The findings place Brave Group alongside a select group of advertising agencies in which workplace sentiment aims to be not merely positive but structurally sound. In releasing its rankings, Scopen said that satisfaction levels across the sector remain high, with only a small proportion of professionals indicating they are considering a move, adds the company.

The recognition aims to carry particular weight, given where the agency was only a few years ago. In an industry that has long relied on the implicit acceptance of long hours, creative exhaustion and inadequate pay, Brave Group says it was not immune to the pressures that generate such conditions.

"The journey since then has been intentional and, in several respects, structurally unusual," says Musa Kalenga, CEO of the Brave Group. "Rather than confining transformation to policy documents, at Brave Group we embedded change into our commercial architecture, articulating a strategy we call, 'Shared Value’."

"Our operating principle is that the agency dares, cares and shares. As a Shared Value Agency, this strategy informs decisions on remuneration, ownership, performance management, and technology adoption," adds Kalenga.

One of the most substantive changes the group says was introduced was a quarterly performance scorecard system designed to unlock financial incentives, redistributing a portion of agency earnings directly to staff. The intention was to make the scorecard empowering rather than punitive, and to create a clear, repeatable mechanism for sharing the agency's commercial success with the people who generate it.

"The big focus two years ago was how we find ways to remunerate people more fairly, and how quarterly performance can unlock incentives for people, so that we can more meaningfully redistribute what we as an agency can make," says Kalenga.

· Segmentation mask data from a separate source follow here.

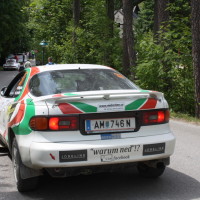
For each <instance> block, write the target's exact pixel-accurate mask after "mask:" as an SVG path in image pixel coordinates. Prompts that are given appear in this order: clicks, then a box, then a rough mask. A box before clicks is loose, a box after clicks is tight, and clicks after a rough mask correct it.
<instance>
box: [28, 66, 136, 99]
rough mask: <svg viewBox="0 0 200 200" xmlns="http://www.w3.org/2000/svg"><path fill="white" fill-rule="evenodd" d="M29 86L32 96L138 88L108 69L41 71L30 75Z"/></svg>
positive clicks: (119, 73) (112, 71) (114, 72)
mask: <svg viewBox="0 0 200 200" xmlns="http://www.w3.org/2000/svg"><path fill="white" fill-rule="evenodd" d="M29 88H30V91H31V93H32V94H33V95H34V96H45V95H50V94H59V93H69V92H81V91H96V90H123V89H138V87H137V86H136V85H135V84H134V83H132V82H131V81H130V80H128V79H127V78H126V77H124V76H123V75H122V74H120V73H119V72H117V71H114V70H109V69H76V70H55V71H46V72H41V73H39V74H36V75H35V76H33V77H32V79H31V81H30V84H29Z"/></svg>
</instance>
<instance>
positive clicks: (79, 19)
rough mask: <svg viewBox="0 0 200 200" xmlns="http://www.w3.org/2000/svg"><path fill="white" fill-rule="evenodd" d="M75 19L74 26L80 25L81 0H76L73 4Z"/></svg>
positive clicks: (75, 26)
mask: <svg viewBox="0 0 200 200" xmlns="http://www.w3.org/2000/svg"><path fill="white" fill-rule="evenodd" d="M73 18H74V26H75V27H76V26H78V25H79V20H80V0H74V2H73Z"/></svg>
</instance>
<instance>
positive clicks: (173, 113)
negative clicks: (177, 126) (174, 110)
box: [170, 111, 200, 125]
mask: <svg viewBox="0 0 200 200" xmlns="http://www.w3.org/2000/svg"><path fill="white" fill-rule="evenodd" d="M170 117H171V119H175V120H180V121H184V122H190V123H193V124H197V125H200V119H197V118H195V117H192V116H190V115H187V114H183V113H175V112H172V111H171V112H170Z"/></svg>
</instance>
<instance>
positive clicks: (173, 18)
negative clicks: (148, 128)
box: [136, 0, 194, 115]
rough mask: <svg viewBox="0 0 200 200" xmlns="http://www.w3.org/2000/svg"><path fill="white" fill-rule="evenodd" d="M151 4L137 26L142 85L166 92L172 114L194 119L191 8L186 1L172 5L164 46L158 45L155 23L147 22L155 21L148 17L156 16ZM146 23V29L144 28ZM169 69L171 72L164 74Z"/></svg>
mask: <svg viewBox="0 0 200 200" xmlns="http://www.w3.org/2000/svg"><path fill="white" fill-rule="evenodd" d="M149 2H150V1H146V2H145V3H144V5H143V8H145V9H144V10H142V11H141V13H140V19H139V20H138V23H139V24H137V25H136V30H137V51H138V65H137V78H138V84H139V85H140V86H141V87H144V88H147V89H152V90H158V91H162V92H164V93H165V96H166V98H167V100H168V102H169V104H170V106H171V109H172V110H174V111H176V112H184V113H189V114H192V115H193V114H194V84H193V68H192V56H191V31H190V20H189V19H190V14H189V13H190V5H189V3H188V1H184V0H179V1H173V2H171V3H170V4H169V8H168V9H169V12H170V21H169V25H168V26H167V28H165V29H166V31H165V32H160V34H161V38H162V41H161V43H156V42H155V40H154V37H153V26H152V20H151V21H150V22H148V20H147V19H153V16H147V13H151V14H152V15H153V13H152V12H151V9H152V7H153V4H152V1H151V6H152V7H151V8H149V4H148V3H149ZM148 9H150V10H148ZM143 21H144V24H146V26H144V24H142V23H143ZM147 22H148V23H147ZM141 33H143V34H141ZM166 67H167V68H168V70H167V71H165V70H164V69H165V68H166ZM168 80H170V85H169V84H168V83H169V81H168ZM166 84H167V85H166Z"/></svg>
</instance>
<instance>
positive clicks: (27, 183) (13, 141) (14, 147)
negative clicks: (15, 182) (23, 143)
mask: <svg viewBox="0 0 200 200" xmlns="http://www.w3.org/2000/svg"><path fill="white" fill-rule="evenodd" d="M12 164H13V171H14V178H15V181H16V185H17V189H18V191H19V192H26V191H29V190H34V189H36V188H37V186H38V183H39V177H32V178H27V179H22V177H21V171H22V169H23V168H24V167H25V168H26V166H24V164H23V163H22V161H21V157H20V153H19V149H18V145H17V141H16V139H15V138H14V139H13V145H12Z"/></svg>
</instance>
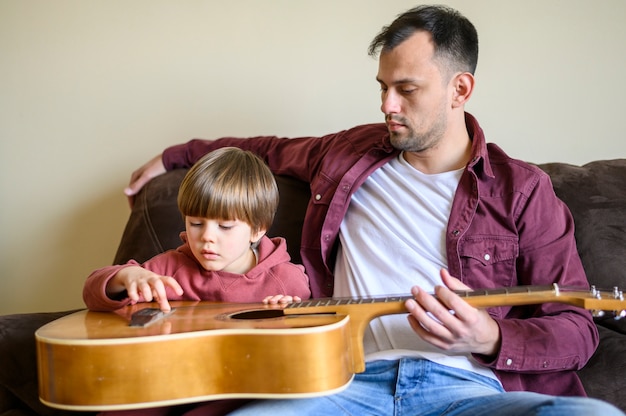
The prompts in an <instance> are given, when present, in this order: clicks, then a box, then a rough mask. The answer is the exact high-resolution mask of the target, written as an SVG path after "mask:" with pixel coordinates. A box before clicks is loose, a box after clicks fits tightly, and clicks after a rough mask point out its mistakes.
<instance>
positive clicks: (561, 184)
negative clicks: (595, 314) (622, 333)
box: [539, 159, 626, 333]
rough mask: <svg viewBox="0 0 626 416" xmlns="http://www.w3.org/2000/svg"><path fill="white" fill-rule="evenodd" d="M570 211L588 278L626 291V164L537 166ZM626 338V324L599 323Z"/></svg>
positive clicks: (608, 161) (608, 285)
mask: <svg viewBox="0 0 626 416" xmlns="http://www.w3.org/2000/svg"><path fill="white" fill-rule="evenodd" d="M539 167H540V168H541V169H543V170H544V171H545V172H547V173H548V174H549V175H550V177H551V179H552V184H553V186H554V190H555V192H556V194H557V195H558V196H559V198H561V199H562V200H563V201H564V202H565V203H566V204H567V206H568V207H569V209H570V211H571V212H572V216H573V217H574V223H575V226H576V231H575V234H576V244H577V247H578V252H579V254H580V257H581V259H582V262H583V266H584V268H585V272H586V273H587V279H588V280H589V282H590V283H591V284H593V285H595V286H596V287H597V288H599V289H607V290H610V289H612V288H613V287H614V286H618V287H619V288H620V289H622V290H623V289H624V288H625V287H626V159H615V160H603V161H594V162H591V163H588V164H586V165H583V166H574V165H569V164H565V163H548V164H543V165H539ZM598 322H599V323H601V324H603V325H605V326H611V327H613V328H614V329H617V330H619V331H620V332H623V333H626V320H621V321H619V322H615V321H612V320H599V321H598Z"/></svg>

Both initiatives, along with deliberate attention to career progression and performance conversations, were introduced during a period that Kalenga characterises as commercially difficult. The South African marketing services market has been under sustained pressure, and Brave Group has not been exempt. Kaenga suggests that the agency holding to its commitments during that period is part of what the Scopen recognition reflects.

Separately from its people practices, Brave Group has deployed artificial intelligence in ways that aim to have measurable implications for the day-to-day experience of working at the agency. The group has addressed the operational challenges of weekend working and the cycle of creative revisions by integrating its proprietary platform, Forge and related AI. Overworking and unending creative iterations are among the most acute sources of stress in creative agency environments.

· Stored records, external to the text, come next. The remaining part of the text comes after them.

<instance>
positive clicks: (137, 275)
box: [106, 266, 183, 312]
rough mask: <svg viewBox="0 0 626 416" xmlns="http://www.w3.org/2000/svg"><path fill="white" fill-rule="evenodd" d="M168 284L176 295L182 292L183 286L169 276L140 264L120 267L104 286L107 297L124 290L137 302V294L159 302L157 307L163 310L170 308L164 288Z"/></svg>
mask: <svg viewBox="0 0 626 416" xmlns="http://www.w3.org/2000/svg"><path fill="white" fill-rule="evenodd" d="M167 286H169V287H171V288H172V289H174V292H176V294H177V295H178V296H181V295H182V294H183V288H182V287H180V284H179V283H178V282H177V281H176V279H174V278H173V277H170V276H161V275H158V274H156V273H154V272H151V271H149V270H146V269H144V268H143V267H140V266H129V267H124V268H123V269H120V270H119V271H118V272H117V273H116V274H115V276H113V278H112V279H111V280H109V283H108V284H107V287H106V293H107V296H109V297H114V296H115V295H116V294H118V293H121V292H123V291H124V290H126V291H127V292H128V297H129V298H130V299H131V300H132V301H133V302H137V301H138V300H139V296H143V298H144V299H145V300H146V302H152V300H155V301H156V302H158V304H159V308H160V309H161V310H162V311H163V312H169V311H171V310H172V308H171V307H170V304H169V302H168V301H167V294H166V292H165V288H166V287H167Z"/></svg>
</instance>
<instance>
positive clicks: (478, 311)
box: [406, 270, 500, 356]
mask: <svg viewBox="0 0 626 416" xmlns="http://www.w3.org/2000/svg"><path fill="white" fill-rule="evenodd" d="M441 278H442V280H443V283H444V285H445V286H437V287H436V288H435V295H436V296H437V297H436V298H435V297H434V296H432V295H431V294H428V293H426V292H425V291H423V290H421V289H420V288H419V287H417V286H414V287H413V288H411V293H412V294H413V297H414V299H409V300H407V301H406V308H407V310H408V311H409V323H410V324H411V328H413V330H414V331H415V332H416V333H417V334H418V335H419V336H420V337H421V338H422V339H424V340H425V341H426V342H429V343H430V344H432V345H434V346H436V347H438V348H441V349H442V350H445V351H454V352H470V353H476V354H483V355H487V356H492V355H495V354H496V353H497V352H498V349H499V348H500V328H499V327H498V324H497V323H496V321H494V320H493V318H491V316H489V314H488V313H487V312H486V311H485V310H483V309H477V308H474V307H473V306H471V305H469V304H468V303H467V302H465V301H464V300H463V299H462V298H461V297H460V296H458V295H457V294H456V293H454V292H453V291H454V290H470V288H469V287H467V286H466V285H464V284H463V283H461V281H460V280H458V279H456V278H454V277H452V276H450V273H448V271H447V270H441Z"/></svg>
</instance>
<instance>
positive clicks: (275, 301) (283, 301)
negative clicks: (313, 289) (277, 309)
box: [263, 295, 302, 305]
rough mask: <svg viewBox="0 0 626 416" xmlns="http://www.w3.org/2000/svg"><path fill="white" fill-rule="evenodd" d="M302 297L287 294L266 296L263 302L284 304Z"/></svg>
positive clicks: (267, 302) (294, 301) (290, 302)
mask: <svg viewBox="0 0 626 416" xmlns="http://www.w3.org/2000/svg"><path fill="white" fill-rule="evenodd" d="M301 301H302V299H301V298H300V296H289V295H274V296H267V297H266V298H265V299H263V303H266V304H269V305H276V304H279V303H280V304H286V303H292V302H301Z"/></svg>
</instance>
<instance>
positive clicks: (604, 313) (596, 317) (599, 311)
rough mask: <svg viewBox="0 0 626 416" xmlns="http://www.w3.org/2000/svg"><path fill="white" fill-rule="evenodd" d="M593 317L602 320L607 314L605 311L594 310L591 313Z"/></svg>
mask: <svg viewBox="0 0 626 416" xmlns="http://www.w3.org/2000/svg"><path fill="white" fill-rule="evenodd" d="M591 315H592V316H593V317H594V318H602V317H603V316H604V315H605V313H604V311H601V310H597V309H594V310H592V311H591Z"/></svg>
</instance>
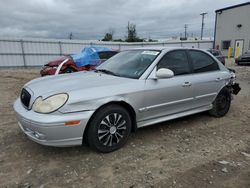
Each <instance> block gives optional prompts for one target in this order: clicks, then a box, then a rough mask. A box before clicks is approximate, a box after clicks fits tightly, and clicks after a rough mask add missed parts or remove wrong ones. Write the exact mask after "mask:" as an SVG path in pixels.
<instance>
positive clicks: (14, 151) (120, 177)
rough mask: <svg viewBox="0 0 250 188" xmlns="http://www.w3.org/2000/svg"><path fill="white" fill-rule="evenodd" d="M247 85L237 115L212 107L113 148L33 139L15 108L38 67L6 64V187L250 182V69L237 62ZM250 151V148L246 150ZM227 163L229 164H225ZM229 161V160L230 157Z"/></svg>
mask: <svg viewBox="0 0 250 188" xmlns="http://www.w3.org/2000/svg"><path fill="white" fill-rule="evenodd" d="M230 67H231V68H234V69H235V70H236V71H237V79H238V81H239V82H240V84H241V87H242V91H241V92H240V94H239V95H238V96H236V97H235V98H234V100H233V101H232V106H231V108H230V111H229V113H228V114H227V115H226V116H225V117H223V118H219V119H218V118H213V117H210V116H209V115H208V114H207V113H201V114H196V115H193V116H189V117H185V118H181V119H177V120H174V121H169V122H165V123H161V124H157V125H153V126H150V127H146V128H142V129H139V130H138V131H137V132H136V133H134V134H132V135H131V137H130V139H129V141H128V143H127V144H126V145H125V147H123V148H122V149H120V150H118V151H115V152H113V153H109V154H100V153H95V152H93V151H92V150H90V149H89V148H87V147H85V146H83V147H72V148H54V147H45V146H41V145H38V144H36V143H34V142H32V141H30V140H28V139H27V138H26V137H25V136H24V135H23V133H22V132H21V131H20V130H19V128H18V126H17V122H16V119H15V115H14V112H13V109H12V104H13V102H14V100H15V99H16V98H17V97H18V96H19V94H20V91H21V88H22V86H23V85H24V84H25V83H26V82H27V81H29V80H31V79H33V78H36V77H39V70H38V69H30V70H25V69H22V70H21V69H19V70H0V120H1V121H0V150H1V153H0V185H1V186H2V187H41V188H46V187H197V188H200V187H218V188H219V187H241V188H242V187H250V168H249V167H250V157H248V156H247V155H246V154H247V153H250V123H249V122H250V67H249V66H243V67H239V66H234V65H231V66H230ZM242 152H243V153H242ZM221 161H224V162H222V163H223V164H221V163H220V162H221ZM225 161H226V162H225Z"/></svg>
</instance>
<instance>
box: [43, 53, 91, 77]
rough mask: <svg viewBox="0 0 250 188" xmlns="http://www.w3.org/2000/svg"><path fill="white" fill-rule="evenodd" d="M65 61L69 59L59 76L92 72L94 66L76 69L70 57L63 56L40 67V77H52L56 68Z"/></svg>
mask: <svg viewBox="0 0 250 188" xmlns="http://www.w3.org/2000/svg"><path fill="white" fill-rule="evenodd" d="M66 59H69V60H68V61H67V62H66V63H65V64H64V65H63V66H62V68H61V70H60V72H59V74H64V73H71V72H78V71H90V70H94V69H95V67H96V66H91V65H87V66H84V67H80V68H78V67H77V66H76V65H75V63H74V62H73V60H72V58H71V57H67V56H63V57H59V58H58V59H55V60H53V61H50V62H48V63H47V64H45V65H44V66H43V67H42V70H41V71H40V74H41V76H47V75H54V74H55V73H56V70H57V67H58V66H59V65H60V64H61V63H62V62H63V61H64V60H66Z"/></svg>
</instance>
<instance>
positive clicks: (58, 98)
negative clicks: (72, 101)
mask: <svg viewBox="0 0 250 188" xmlns="http://www.w3.org/2000/svg"><path fill="white" fill-rule="evenodd" d="M68 98H69V97H68V95H67V94H65V93H62V94H58V95H53V96H50V97H48V98H46V99H44V100H43V99H42V97H38V98H37V99H36V100H35V102H34V103H33V106H32V110H34V111H35V112H38V113H44V114H47V113H51V112H54V111H56V110H58V109H59V108H61V107H62V106H63V105H64V104H65V103H66V102H67V100H68Z"/></svg>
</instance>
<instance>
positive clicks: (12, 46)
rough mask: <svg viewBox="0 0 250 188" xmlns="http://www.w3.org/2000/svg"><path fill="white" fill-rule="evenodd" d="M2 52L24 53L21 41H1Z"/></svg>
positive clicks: (12, 52)
mask: <svg viewBox="0 0 250 188" xmlns="http://www.w3.org/2000/svg"><path fill="white" fill-rule="evenodd" d="M0 53H22V49H21V43H20V42H11V41H0Z"/></svg>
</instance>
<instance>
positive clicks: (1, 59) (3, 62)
mask: <svg viewBox="0 0 250 188" xmlns="http://www.w3.org/2000/svg"><path fill="white" fill-rule="evenodd" d="M12 66H14V67H15V66H24V64H23V56H22V55H0V67H12Z"/></svg>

On weekend working, the agency reports it now sits at approximately 90% work-free weekends. On first-time approval of creative work, the agency claims a similar figure, the result of deploying AI to sharpen the quality of outputs before they reach clients. The practical effect aims to be a reduction in the revision cycles that generate much of the psychological burden associated with creative work, says the company.

"First-time approval is a huge tick in the right direction, and that is the result of us using AI and technology in a creatively collaborative way," Kalenga says. "Wellness within agency and creative contexts is dependent on the number of reverts you keep going through. Creative people can face psychological and emotional challenges because they are always putting their work up for critique. 90% first-time approval changes that dynamic significantly."

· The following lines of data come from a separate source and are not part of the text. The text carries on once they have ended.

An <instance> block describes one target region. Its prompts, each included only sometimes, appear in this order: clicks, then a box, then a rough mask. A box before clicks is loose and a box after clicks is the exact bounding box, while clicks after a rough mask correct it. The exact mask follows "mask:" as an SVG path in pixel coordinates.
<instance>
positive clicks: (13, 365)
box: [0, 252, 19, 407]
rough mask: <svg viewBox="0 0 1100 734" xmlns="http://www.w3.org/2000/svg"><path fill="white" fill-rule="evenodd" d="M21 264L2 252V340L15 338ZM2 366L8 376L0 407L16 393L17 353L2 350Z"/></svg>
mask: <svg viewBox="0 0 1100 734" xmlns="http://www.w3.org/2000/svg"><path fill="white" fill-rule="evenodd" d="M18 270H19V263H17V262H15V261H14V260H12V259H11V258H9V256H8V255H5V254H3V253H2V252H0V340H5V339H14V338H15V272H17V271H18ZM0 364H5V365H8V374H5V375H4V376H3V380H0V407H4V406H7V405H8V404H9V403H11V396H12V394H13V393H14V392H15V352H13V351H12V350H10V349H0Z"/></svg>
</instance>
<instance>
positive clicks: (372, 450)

The Scopen findings point to a sector where respect, pride and credibility sit alongside practical considerations as determinants of where talented people choose to work. Brave Group's appearance in the rankings aims to show the agency has made meaningful progress across both dimensions, says the company.

"Transformation is a journey, and we've just appointed new leadership, so the company is still going through a period of recalibration," concludes Kalenga. "But the evidence from Scopen, combined with our own internal tracking, gives me a lot of pride. It makes me feel as though we are on track and making good progress, despite knowing we've got a way to go."